黄金の小鳥が、ふわりと飛び立ち、コーネリアの肩へと降り立った。


「……!」


コーネリアは思わず息をのむ。

肩に感じる、小さくも温かな重み。

そして——


頬に、そっと擦り寄る小さな嘴。


まるで「大丈夫だよ」と伝えるかのように、黄金の小鳥は彼女の頬を優しく撫でた。


「……ニルファール……」


コーネリアはそっと目を閉じ、微笑む。


「あなたとっても優しいのね…」

 

ユグリットとラーレは、その光景を静かに見守っていた。


平穏が戻ってきた ことを、実感しながら——。


コーネリアは、小鳥を撫でながら、ぱっと顔を上げた。


「……ねえ、せっかくだからお茶会をしましょうよ!」


「お茶会?」


「ええ、謹慎も解けたし、お祝いも兼ねて。久しぶりにのんびりしない?」


コーネリアの提案に、ラーレはすぐに笑顔で頷いた。


「いいな、それ! ずっとパンとチーズだったから味気なくて…美味しいものいっぱい食べたい!」


「……お前は食べることが好きだな。」


ユグリットは呆れながらも、どこか穏やかな表情を浮かべた。


「では、準備をお願いするわね。」


コーネリアが振り返ると、いつの間にか傍にいた侍女のアイーシャが、静かに一礼した。


「かしこまりました。」


アイーシャの的確な指示によって、あっという間に王宮の庭園に華やかな茶会の席が整えられた。
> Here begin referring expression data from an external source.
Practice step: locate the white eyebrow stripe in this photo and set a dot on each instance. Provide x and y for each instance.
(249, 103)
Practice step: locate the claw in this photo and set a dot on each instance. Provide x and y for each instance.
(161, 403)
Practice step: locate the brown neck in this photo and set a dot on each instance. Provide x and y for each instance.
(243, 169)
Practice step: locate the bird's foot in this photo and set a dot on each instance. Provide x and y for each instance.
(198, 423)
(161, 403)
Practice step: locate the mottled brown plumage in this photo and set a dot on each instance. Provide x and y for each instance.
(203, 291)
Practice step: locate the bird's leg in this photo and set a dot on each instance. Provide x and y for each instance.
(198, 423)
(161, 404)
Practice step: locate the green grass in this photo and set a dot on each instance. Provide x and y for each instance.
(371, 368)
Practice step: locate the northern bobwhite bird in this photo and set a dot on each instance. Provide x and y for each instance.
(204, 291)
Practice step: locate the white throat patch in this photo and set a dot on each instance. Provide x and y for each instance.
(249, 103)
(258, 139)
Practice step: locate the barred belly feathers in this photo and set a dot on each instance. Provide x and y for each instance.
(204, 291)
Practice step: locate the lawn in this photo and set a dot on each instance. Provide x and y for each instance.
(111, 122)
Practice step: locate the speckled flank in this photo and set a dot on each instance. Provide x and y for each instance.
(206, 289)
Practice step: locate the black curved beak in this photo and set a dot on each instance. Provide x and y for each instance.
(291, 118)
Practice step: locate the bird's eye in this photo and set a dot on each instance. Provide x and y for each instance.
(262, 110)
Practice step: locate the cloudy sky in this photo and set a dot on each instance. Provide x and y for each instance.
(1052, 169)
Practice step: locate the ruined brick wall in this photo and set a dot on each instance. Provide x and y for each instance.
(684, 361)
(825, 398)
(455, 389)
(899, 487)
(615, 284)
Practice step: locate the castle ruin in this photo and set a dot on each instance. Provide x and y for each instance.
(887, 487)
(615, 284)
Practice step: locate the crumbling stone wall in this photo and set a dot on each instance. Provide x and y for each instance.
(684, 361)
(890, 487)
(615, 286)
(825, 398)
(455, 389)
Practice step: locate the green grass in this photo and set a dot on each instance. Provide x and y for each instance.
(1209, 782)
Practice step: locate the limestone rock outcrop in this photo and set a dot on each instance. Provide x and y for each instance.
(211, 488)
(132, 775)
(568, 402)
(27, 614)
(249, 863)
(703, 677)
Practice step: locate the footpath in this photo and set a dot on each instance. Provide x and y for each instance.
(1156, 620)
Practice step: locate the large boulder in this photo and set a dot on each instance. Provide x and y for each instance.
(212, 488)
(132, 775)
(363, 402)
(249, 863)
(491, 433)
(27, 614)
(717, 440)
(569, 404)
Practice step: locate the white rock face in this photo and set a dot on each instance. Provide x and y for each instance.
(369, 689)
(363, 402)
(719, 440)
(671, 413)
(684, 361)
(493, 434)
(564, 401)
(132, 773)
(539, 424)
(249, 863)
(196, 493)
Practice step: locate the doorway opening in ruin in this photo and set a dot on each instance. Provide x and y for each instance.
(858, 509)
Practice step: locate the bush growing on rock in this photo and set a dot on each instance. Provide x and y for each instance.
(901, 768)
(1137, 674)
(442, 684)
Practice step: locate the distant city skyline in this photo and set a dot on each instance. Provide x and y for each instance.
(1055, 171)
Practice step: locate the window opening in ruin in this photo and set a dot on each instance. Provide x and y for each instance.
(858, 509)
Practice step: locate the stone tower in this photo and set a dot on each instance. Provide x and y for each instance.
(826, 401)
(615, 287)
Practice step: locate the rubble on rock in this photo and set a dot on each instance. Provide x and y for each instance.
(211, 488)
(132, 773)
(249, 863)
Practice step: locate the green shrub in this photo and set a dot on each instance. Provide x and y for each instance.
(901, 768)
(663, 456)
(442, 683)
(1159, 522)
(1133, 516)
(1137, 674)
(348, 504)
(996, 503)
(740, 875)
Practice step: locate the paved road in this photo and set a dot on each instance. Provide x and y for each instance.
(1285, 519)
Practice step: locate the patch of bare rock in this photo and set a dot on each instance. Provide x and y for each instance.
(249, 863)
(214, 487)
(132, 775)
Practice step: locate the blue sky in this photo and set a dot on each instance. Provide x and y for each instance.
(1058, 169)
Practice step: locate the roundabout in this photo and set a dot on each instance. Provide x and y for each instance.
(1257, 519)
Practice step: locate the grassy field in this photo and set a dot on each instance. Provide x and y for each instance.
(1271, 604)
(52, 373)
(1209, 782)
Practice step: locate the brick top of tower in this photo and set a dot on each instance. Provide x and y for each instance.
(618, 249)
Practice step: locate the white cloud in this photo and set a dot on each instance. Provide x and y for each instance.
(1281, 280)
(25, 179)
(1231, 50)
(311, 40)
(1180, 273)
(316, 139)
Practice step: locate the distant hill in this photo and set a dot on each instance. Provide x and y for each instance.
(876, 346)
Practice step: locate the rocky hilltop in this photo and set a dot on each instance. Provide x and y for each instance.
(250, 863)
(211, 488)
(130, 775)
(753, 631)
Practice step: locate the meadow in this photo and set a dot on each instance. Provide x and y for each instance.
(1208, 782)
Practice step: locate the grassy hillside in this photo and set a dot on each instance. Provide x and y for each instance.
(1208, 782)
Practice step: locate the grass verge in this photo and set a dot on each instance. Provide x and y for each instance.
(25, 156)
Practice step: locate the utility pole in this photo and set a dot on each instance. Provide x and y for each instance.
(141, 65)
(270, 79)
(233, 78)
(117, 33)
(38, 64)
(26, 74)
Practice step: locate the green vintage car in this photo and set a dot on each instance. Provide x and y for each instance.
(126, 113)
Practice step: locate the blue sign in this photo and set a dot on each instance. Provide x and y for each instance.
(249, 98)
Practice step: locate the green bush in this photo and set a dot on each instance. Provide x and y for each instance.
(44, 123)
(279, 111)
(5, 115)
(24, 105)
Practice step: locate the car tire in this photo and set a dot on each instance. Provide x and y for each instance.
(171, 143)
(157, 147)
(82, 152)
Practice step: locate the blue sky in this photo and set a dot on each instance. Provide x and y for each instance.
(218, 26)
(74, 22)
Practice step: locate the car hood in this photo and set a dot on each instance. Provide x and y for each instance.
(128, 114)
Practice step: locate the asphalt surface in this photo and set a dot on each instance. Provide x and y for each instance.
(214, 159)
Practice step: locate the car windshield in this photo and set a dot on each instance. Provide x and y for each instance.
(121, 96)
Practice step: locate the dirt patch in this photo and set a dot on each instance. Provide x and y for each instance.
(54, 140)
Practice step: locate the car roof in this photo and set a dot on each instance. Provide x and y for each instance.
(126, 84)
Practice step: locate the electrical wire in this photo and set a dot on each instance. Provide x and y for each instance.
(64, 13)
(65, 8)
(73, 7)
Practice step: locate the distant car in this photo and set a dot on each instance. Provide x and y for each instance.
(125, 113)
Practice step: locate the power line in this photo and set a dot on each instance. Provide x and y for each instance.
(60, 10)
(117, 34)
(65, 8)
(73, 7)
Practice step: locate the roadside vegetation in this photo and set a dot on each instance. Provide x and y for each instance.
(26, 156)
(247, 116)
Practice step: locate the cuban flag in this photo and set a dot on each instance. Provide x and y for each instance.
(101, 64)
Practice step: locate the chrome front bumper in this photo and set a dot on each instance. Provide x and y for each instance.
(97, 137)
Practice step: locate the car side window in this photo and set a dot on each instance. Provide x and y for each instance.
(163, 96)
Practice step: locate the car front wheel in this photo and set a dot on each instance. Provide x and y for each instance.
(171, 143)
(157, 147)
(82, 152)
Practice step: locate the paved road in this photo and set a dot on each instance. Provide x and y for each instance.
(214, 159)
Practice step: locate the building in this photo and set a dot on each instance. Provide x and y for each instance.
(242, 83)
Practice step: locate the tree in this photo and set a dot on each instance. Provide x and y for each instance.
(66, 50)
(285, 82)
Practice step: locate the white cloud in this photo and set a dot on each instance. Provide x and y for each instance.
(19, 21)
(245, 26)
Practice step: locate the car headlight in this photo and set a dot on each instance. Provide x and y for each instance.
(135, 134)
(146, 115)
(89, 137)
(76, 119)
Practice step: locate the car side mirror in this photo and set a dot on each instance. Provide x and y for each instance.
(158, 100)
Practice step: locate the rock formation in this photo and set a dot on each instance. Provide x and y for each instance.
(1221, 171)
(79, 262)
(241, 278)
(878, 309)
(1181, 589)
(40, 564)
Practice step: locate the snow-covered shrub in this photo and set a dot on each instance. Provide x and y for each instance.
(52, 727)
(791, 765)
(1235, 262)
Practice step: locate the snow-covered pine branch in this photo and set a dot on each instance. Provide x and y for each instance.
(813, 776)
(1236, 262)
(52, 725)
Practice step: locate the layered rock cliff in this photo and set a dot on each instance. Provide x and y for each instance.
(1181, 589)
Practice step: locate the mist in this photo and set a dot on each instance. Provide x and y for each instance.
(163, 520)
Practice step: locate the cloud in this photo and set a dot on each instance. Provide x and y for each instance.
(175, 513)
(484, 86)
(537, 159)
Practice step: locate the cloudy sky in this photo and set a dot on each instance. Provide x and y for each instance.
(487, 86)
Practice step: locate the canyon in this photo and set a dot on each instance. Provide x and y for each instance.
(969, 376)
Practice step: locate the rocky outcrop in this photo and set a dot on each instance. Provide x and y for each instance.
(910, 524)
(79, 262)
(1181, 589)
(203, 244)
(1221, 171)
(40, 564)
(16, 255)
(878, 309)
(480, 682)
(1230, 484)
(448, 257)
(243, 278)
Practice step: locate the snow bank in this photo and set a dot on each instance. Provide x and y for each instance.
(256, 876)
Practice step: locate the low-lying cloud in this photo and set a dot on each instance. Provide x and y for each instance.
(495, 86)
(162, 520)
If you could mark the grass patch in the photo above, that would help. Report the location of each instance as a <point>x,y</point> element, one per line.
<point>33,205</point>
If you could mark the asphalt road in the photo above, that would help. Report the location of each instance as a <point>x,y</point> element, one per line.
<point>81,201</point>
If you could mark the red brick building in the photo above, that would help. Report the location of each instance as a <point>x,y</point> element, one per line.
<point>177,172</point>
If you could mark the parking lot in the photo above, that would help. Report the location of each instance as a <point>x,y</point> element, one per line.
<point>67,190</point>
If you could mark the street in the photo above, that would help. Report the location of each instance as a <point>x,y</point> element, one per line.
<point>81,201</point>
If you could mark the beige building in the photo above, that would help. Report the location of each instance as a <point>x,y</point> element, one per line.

銀製のティーポットから立ち上る香り高い蒸気、色とりどりの焼き菓子。

テーブルには、白と金の繊細なティーセットが並べられ、穏やかな風がそれを優しく撫でていた。


「冷めないうちに召し上がれ。」


コーネリアが微笑みながらティーカップを差し出す。

ラーレは嬉しそうに手を伸ばし、ユグリットもそれを受け取った。


小鳥のニルファールは、コーネリアの肩の上で目を細めるように羽を震わせている。


まるで、このひとときを楽しんでいるかのように。


——ようやく、心から安らげる時間が訪れた。


青空の下、三人は久々に笑い合いながら、穏やかなひとときを過ごした。